Die Zahl der gezeigten Exponate ist überschaubar. Zu „Aeneas“ ist eine antik anmutende Amphore zu sehen, den „Glaubensflüchtlingen“ zugeordnet ist ein Bild der „Mayflower“ und ein Exemplar der Geneva Bible, eine englische Bibelübersetzung. Bei den „Hunger-Flüchtlingen“ steht ein Korb mit Kartoffeln in der Vitrine, da die anhaltende Missernte durch die Kartoffelfäule zu der Hungersnot führte, welche die Iren in die Flucht trieb. Bei „Flucht vor dem NS-Regime 1933–1945“ wird in der Vitrine neben anderen Dokumenten – etwas unstimmig – auch eine Postkarte mit Datum vom 22. April 1921 ausgestellt. Zur „Flucht vor den Deutschen“ gibt es eine etwas größere Vitrine, die eine Vorstellung der von den Briten auf ihrem Rückzug vom europäischen Kontinent auf ihre Insel am Strand von Dünkirchen zurückgelassenen Ausrüstungsgegenstände vermitteln soll. Zur „Flucht vor den Sowjets“ ist ein Rettungsring der „Wilhelm Gustloff“ aufgehängt, eine Filmrequisite. Der Schlitten mit einem Fluchtkoffer (und seinem sich dem Betrachter nicht ganz erschließenden Inhalt) sind Leihgaben des Ostpreußischen Landesmuseums in Lüneburg. Zum „Sehnsuchtsort Gelobtes Land“ gibt es ein Modell der „Exodus from Europe 1947“ (vormals „President Warfield“), mit der sich Juden 1947 auf den Weg nach Palästina machten. Ein Steuerrad des Flüchtlingsschiffes „Skyluck“ ist den „Boat People“ zugeordnet. Verschiedene Fluchtgeräte veranschaulichen Fluchtversuche (gelungene wie tragisch missglückte) aus der DDR. Darunter befindet sich auch ein Aqua-Scooter der ILO-Motorenwerke Pinneberg. Dieses in Serie hergestellte, mit einem Zweitaktmotor betriebene Freizeitgerät für Wassersportler geht auf eine selbstgebaute Schwimmhilfe, einen Wasserschlitten, zurück, mit dem Bernd Böttger 1968 über die Ostsee in die Freiheit floh. 

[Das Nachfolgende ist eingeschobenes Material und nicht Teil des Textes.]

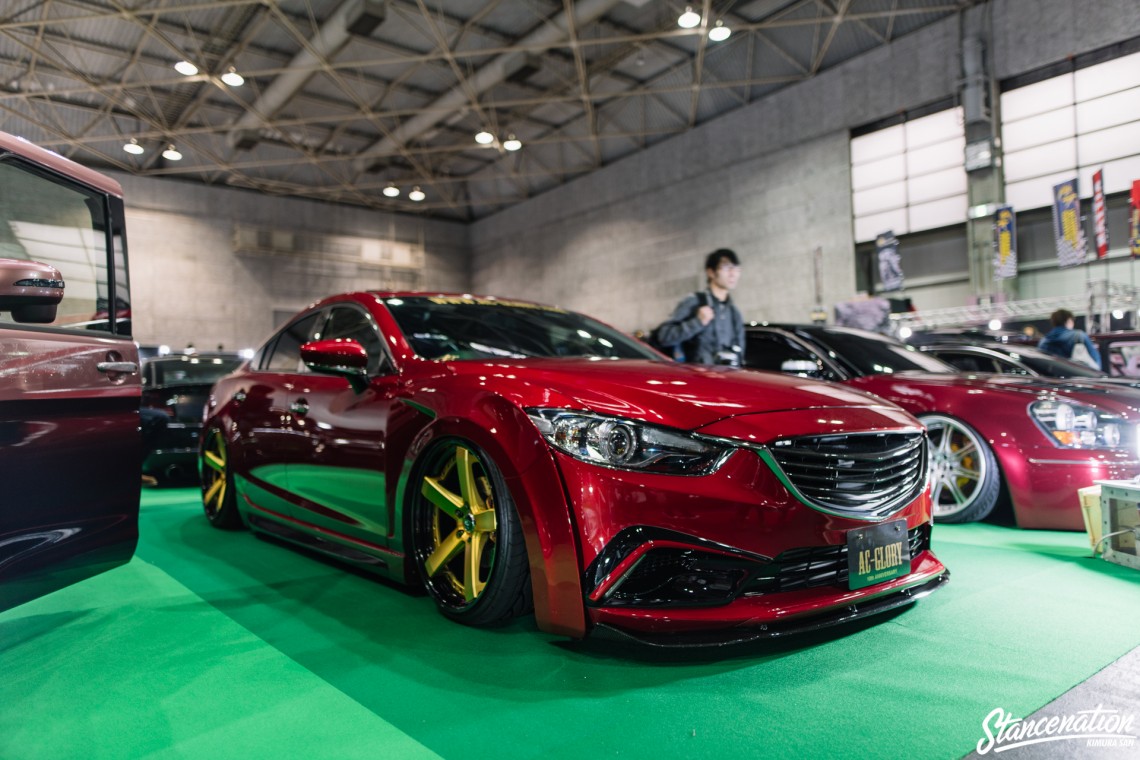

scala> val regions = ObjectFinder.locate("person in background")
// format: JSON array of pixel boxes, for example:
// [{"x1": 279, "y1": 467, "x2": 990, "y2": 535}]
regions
[
  {"x1": 1038, "y1": 308, "x2": 1101, "y2": 369},
  {"x1": 656, "y1": 248, "x2": 745, "y2": 366}
]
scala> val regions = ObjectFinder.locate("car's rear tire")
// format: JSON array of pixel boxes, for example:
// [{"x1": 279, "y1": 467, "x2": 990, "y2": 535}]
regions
[
  {"x1": 200, "y1": 427, "x2": 243, "y2": 529},
  {"x1": 920, "y1": 414, "x2": 1001, "y2": 523},
  {"x1": 409, "y1": 438, "x2": 532, "y2": 626}
]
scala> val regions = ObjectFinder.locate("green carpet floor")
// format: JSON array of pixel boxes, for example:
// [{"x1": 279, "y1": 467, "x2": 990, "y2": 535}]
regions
[{"x1": 3, "y1": 487, "x2": 1139, "y2": 760}]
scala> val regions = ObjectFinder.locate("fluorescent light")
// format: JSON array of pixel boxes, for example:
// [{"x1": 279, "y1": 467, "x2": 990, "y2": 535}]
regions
[
  {"x1": 221, "y1": 69, "x2": 244, "y2": 87},
  {"x1": 475, "y1": 130, "x2": 494, "y2": 145},
  {"x1": 408, "y1": 186, "x2": 425, "y2": 202},
  {"x1": 708, "y1": 21, "x2": 731, "y2": 41},
  {"x1": 123, "y1": 139, "x2": 144, "y2": 155},
  {"x1": 503, "y1": 135, "x2": 522, "y2": 151},
  {"x1": 678, "y1": 7, "x2": 701, "y2": 28},
  {"x1": 174, "y1": 60, "x2": 198, "y2": 76},
  {"x1": 382, "y1": 183, "x2": 400, "y2": 198},
  {"x1": 162, "y1": 145, "x2": 182, "y2": 161}
]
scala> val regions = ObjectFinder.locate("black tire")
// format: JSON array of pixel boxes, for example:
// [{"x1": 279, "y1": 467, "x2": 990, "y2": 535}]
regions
[
  {"x1": 409, "y1": 438, "x2": 532, "y2": 626},
  {"x1": 200, "y1": 427, "x2": 244, "y2": 529},
  {"x1": 921, "y1": 414, "x2": 1001, "y2": 523}
]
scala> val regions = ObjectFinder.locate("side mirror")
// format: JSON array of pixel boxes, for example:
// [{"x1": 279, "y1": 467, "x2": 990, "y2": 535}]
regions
[
  {"x1": 0, "y1": 258, "x2": 65, "y2": 323},
  {"x1": 780, "y1": 359, "x2": 820, "y2": 375},
  {"x1": 301, "y1": 338, "x2": 370, "y2": 393}
]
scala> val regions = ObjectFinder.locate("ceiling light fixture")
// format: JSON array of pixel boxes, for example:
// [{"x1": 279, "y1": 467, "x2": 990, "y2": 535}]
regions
[
  {"x1": 220, "y1": 68, "x2": 244, "y2": 87},
  {"x1": 162, "y1": 145, "x2": 183, "y2": 161},
  {"x1": 382, "y1": 183, "x2": 400, "y2": 198},
  {"x1": 123, "y1": 138, "x2": 144, "y2": 155},
  {"x1": 174, "y1": 60, "x2": 198, "y2": 76},
  {"x1": 474, "y1": 130, "x2": 494, "y2": 145},
  {"x1": 708, "y1": 20, "x2": 731, "y2": 42},
  {"x1": 503, "y1": 134, "x2": 522, "y2": 151},
  {"x1": 408, "y1": 186, "x2": 425, "y2": 202},
  {"x1": 678, "y1": 7, "x2": 701, "y2": 29}
]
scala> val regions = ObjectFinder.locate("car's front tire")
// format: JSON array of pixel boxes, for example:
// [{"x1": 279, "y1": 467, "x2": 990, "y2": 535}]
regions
[
  {"x1": 920, "y1": 414, "x2": 1001, "y2": 523},
  {"x1": 409, "y1": 438, "x2": 532, "y2": 626},
  {"x1": 200, "y1": 427, "x2": 244, "y2": 529}
]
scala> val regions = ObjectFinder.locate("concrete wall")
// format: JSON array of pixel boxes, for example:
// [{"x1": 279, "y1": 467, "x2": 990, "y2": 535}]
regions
[
  {"x1": 469, "y1": 0, "x2": 1140, "y2": 332},
  {"x1": 114, "y1": 174, "x2": 468, "y2": 351}
]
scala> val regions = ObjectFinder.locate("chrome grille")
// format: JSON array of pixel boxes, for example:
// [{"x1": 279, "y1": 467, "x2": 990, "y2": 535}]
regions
[{"x1": 767, "y1": 431, "x2": 927, "y2": 518}]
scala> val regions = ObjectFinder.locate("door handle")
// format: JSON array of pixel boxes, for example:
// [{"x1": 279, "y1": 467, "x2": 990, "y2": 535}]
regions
[
  {"x1": 291, "y1": 399, "x2": 309, "y2": 415},
  {"x1": 96, "y1": 361, "x2": 139, "y2": 374}
]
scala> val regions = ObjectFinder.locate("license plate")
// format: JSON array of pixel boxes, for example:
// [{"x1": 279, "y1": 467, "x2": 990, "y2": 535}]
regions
[{"x1": 847, "y1": 519, "x2": 911, "y2": 590}]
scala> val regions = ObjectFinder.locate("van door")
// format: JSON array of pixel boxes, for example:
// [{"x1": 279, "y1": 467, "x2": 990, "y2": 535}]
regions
[{"x1": 0, "y1": 133, "x2": 141, "y2": 611}]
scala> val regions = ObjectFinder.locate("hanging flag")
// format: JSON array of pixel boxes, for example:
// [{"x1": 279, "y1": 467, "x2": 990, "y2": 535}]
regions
[
  {"x1": 1092, "y1": 169, "x2": 1108, "y2": 258},
  {"x1": 1052, "y1": 179, "x2": 1088, "y2": 268},
  {"x1": 875, "y1": 230, "x2": 903, "y2": 292},
  {"x1": 1131, "y1": 179, "x2": 1140, "y2": 258},
  {"x1": 993, "y1": 205, "x2": 1017, "y2": 279}
]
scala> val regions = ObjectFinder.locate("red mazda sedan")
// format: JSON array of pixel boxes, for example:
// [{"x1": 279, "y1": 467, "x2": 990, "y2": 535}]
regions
[
  {"x1": 745, "y1": 325, "x2": 1140, "y2": 531},
  {"x1": 199, "y1": 293, "x2": 947, "y2": 645}
]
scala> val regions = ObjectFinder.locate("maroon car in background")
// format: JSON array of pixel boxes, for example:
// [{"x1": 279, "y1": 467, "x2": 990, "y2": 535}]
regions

Zum „Sehnsuchtsort Florida“ gibt es Floßmaterial und zu „Übers Meer nach Europa“ zwei Schwimmwesten. Schließlich werden einem an Stelen noch historische Filmaufnahmen und Zeitzeugenaussagen zu den Themenkomplexen „Flucht aus der DDR und Vietnam“, „Flucht nach USA und nach Europa“ sowie „Flucht vor Krieg und Hass“ geboten. Wer das in seinem Sammlungsbestand überwältigende Internationale Maritime Museum Hamburg besucht, kann diese Sonderausstellung sozusagen als Beifang mitnehmen. Allein wegen ihr anzureisen und eine nicht gerade günstige Eintrittskarte zu erwerben, lohnt nicht.